Jesus – The Good Shepherd
Do you remember what the Pharisees did to the blind man?
They cast him out of the synagogue.
What a terrible thing to do!
They were supposed to be teachers and shepherds of the people.
Is this how a shepherd would treat one of his sheep?
No, indeed not!
From the dealings of the Pharisees with the blind man, Jesus taught the people the great difference between false shepherds and the Good Shepherd. He began by saying:
“Verily, Verily (of a truth, of a truth), I say unto you, He that entereth not by the door into the sheepfold, but climbeth up some other way, the same is a thief and a robber. But he that entereth in by the door is the shepherd of the sheep.”
It may seem like a strange parable, but what precious truths it reveals!
In our country, sheep graze very peacefully in pastures that are fenced or hedged in. However, in the land of Canaan, shepherds led their sheep through open fields and brought them to a sheepfold at night. A sheepfold was a large area with walls around it. There was an opening in the wall for the sheep to enter in and be safe through the dark night.
Could the sheep really be safe at night if there was no door?
Perhaps one might wander out through the opening, or a wild beast might creep in to kill and devour a sheep. Jesus answered:
“I am the Door of the sheep.”
When the sheep were all safe in the sheepfold, the shepherd would sit down in the opening. In this way he became the door.

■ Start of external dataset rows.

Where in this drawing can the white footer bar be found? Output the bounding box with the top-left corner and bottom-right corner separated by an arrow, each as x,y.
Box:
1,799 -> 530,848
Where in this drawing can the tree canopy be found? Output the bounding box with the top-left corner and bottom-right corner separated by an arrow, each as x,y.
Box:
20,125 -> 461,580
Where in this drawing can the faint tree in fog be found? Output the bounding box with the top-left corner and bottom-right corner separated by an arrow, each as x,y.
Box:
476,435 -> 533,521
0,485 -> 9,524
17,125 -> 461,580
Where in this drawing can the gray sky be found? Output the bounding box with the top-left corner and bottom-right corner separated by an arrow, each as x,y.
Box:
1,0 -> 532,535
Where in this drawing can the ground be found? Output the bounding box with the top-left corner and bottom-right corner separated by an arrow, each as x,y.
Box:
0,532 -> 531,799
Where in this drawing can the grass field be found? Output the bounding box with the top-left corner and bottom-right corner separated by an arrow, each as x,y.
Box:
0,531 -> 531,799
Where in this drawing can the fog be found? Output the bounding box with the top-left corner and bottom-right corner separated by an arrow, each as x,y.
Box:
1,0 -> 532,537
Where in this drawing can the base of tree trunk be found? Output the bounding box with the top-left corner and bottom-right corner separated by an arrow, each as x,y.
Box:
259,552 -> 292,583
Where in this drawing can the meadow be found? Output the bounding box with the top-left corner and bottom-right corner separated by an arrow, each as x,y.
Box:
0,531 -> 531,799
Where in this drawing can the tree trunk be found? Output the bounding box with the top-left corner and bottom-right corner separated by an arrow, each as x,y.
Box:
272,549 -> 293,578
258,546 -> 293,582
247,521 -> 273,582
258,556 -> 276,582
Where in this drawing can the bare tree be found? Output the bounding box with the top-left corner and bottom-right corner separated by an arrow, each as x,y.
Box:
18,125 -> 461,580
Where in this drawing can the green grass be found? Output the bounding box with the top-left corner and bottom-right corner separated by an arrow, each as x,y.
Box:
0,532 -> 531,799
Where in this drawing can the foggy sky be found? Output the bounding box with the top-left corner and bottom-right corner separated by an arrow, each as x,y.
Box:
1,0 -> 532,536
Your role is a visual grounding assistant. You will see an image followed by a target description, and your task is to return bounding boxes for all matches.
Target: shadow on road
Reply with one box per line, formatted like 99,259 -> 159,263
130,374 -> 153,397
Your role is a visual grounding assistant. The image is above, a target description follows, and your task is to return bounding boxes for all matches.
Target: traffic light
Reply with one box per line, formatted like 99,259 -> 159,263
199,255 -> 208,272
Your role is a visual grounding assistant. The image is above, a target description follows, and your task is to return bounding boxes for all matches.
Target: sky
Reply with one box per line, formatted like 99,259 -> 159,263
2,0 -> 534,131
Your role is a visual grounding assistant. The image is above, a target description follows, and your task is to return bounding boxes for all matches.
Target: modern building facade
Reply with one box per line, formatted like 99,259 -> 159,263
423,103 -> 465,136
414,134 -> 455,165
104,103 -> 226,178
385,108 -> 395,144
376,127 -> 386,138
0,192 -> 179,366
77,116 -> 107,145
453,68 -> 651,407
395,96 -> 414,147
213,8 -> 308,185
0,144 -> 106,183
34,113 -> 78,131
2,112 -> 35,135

If a wild beast, like a wolf or a lion, tried to enter the sheepfold, the shepherd would rise up and defend his flock, even if it cost him his life.
An hireling (someone hired to watch the sheep in place of the shepherd) would flee at a time of danger because he did not really love the sheep.
Jesus declared to the people:
“I am the Good Shepherd: the Good Shepherd giveth His life for the sheep,”
“…I lay down My life for the sheep.”
Again Jesus said to them:
“I am the Good Shepherd, and know My sheep, and am known of Mine.”
In eastern sheepfolds there were often many flocks mingling together at night.
How would a shepherd separate his sheep and be sure he had all his own flock?
In the morning he would go a little distance from the sheepfold and begin to call his sheep. The Bible calls this hissingfor them. What a scene it must have been to see one sheep after another perk up its ears, make its way out of the sheepfold, and go after their shepherd. The other sheep paid no attention at all to the shepherd’s call. The Lord tells us the secret. The sheep know the voice of their shepherd and they follow him, but the voice of a stranger they will not follow.
The Bible often compares the Lord’s people to sheep.
Perhaps you have memorised the well-known Psalm beginning with: “The Lord is my Shepherd, I shall not want.”
What a beautiful picture of the Lord’s people in the world!
They are taught to hear His voice and follow Him.
“My sheep hear My voice, and I know them, and they follow Me: and I give unto them eternal life; and they shall never perish, neither shall any man pluck them out of My hand.”
They can say: “it is the voice of my Beloved.”
What the Lord told the Jews in His day is also true of many today.
“But ye believe not, because ye are not of My sheep.”